Week of 3/9/2015 – Deload Week

11026342_10153684729954251_53246260_nThose of you who just competed should definitely take it easy this week. If you come in to train, follow the programming. If something does not feel good, than rest more as needed. Athletes who did not compete over the weekend or did not follow the majority of the last cycle may go slightly heavier than the given percentages.

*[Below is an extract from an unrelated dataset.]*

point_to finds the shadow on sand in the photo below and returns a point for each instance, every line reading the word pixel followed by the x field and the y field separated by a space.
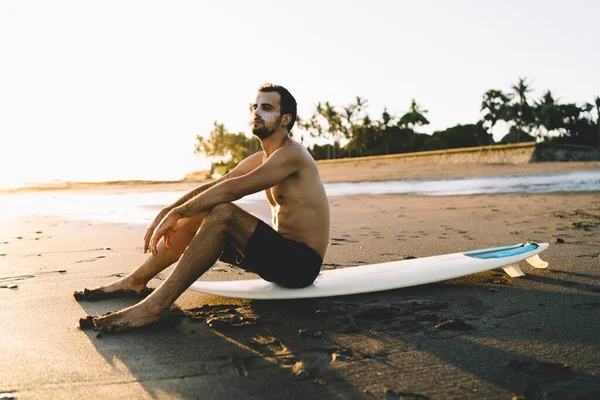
pixel 480 334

A new cycle will start next week.

Monday – Snatch/Squat

1)  Snatch: 1 x 3 @ 60%, 1×3@70%, 2×2@75@, 2×3@70%

2) 3 Stop Snatch Pull: 4 x 2 @ 80%

3a) Strict Press: 4 x 5 @ 70%

3b) Back Squat: 4 x 5 @ 65%

 

Tuesday – Clean and Jerk/Overhead/Front Squat

1) Clean & Jerk: 1 x 3 @ 60%, 1×2@70%, 2×2@75@, 2×2@70%

2) Snatch Balance: 4 x 3 @ 75% of max snatch

3) Front Squat: 4 x 3 @ 70%

 

 Thursday – Power/Squat Variation

1) High Hang Snatch:  5 x 2 @ 70%

2) Power Clean & Push Jerk: 5 x 2 @ 70%

3a) 3 Stop Clean Pulls: 4 x 2 @ 80% max Clean

3b) Overhead Squat: 4 x 3 @ 75% max snatch

 

Friday – Heavy Singles/Overhead/Pulls

1)  Snatch: 6 x 1 @ 80%

2) Clean & Jerk: 5 x 1 @ 80%

3) Back Squat: 5 x 3 @ 70%

Saturday (11:30-1:30pm at Venice)

Use the Saturday sessions to make up missed days from the week, receive additional coaching from the coach on staff, and target specific weaknesses and imbalances through targeted accessory work.